Chile’s economy has been struggling for a third consecutive month, with the Imacec index indicating a 0.4% decline in May compared to April and only a 1.1% increase from the previous year. The central bank recently lowered borrowing costs by a quarter-point to 5.75%, marking the smallest cut since the easing cycle began in July of last year, but this hasn’t been enough to spur growth as expected.
Rising electricity prices have put additional strain on the economy, prompting policymakers to adopt a less dovish approach. Additionally, policymakers have responded to the economic slowdown by implementing interest-rate cuts totaling 550 basis points over the past year, which initially fueled a strong rebound in economic growth in the first few months of 2024. However, momentum has since slowed and inflation is now expected to remain above the target of 3% until the first half of 2026, later than originally anticipated based on the bank’s quarterly monetary policy report.

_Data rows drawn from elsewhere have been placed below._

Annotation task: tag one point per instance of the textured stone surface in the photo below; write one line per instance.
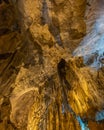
(42, 86)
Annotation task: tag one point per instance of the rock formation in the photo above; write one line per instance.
(51, 65)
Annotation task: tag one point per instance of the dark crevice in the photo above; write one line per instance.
(62, 74)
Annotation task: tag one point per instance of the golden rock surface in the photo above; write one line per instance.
(42, 86)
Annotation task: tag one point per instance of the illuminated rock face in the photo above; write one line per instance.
(42, 86)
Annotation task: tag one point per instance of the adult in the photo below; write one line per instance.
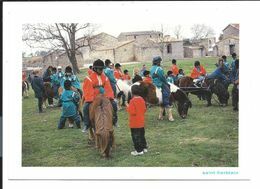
(174, 68)
(47, 74)
(198, 72)
(219, 73)
(109, 72)
(233, 67)
(160, 82)
(96, 84)
(142, 70)
(69, 75)
(136, 76)
(118, 72)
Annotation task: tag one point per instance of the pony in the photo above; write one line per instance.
(123, 87)
(101, 119)
(25, 89)
(153, 95)
(207, 88)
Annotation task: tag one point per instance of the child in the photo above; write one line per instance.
(180, 74)
(69, 100)
(37, 85)
(147, 78)
(136, 111)
(126, 76)
(136, 76)
(170, 77)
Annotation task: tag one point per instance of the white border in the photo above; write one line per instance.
(17, 13)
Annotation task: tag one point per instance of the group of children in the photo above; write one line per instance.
(101, 79)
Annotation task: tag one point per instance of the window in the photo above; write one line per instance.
(169, 48)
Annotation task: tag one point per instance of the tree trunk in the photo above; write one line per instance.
(74, 63)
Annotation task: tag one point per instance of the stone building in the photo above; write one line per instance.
(230, 41)
(194, 51)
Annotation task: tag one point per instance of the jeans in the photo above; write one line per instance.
(75, 118)
(165, 95)
(86, 114)
(138, 137)
(86, 119)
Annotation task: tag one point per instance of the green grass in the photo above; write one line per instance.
(207, 138)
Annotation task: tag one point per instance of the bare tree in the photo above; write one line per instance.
(178, 31)
(59, 37)
(201, 31)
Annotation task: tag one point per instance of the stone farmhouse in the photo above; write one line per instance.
(141, 46)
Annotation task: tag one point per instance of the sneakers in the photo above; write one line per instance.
(135, 153)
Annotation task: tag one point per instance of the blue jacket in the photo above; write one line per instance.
(170, 79)
(69, 100)
(110, 74)
(74, 81)
(54, 80)
(158, 77)
(37, 85)
(60, 75)
(217, 74)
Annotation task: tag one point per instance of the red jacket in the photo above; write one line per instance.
(175, 70)
(136, 110)
(24, 76)
(91, 87)
(90, 72)
(118, 74)
(195, 73)
(148, 80)
(126, 77)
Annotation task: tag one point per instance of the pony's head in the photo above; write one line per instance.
(183, 102)
(217, 87)
(149, 92)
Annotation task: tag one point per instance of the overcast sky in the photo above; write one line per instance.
(116, 17)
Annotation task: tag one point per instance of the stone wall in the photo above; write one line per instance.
(224, 46)
(230, 31)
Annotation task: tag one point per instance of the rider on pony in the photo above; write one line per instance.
(160, 82)
(198, 73)
(219, 73)
(73, 78)
(96, 84)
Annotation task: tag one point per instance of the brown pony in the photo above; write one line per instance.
(205, 91)
(101, 116)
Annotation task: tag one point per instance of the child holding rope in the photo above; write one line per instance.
(136, 111)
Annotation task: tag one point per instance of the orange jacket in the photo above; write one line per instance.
(195, 73)
(91, 87)
(175, 70)
(118, 74)
(148, 80)
(136, 110)
(90, 72)
(126, 77)
(24, 76)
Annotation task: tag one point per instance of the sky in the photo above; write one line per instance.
(115, 29)
(116, 17)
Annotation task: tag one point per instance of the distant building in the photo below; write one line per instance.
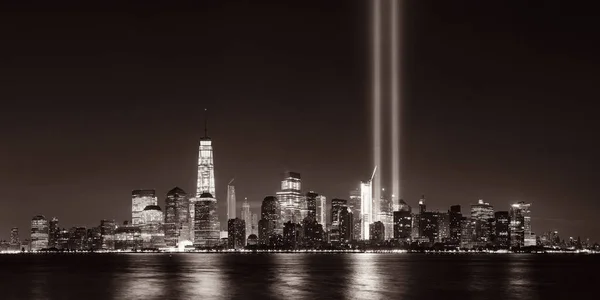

In May, economic activity excluding mining declined by 0.5% on a monthly basis and only increased by 0.2% from the previous year. The manufacturing and commerce sectors experienced the largest declines, with manufacturing down by 2.3% and commerce down by 0.4%. Despite some positive indicators such as increased copper output, industrial production and retail sales fell short of expectations in May. Manufacturing unexpectedly shrank even as the jobless rate surprisingly decreased. Overall, it seems that Chile’s economy is still facing challenges despite some efforts from policymakers to boost it back on track.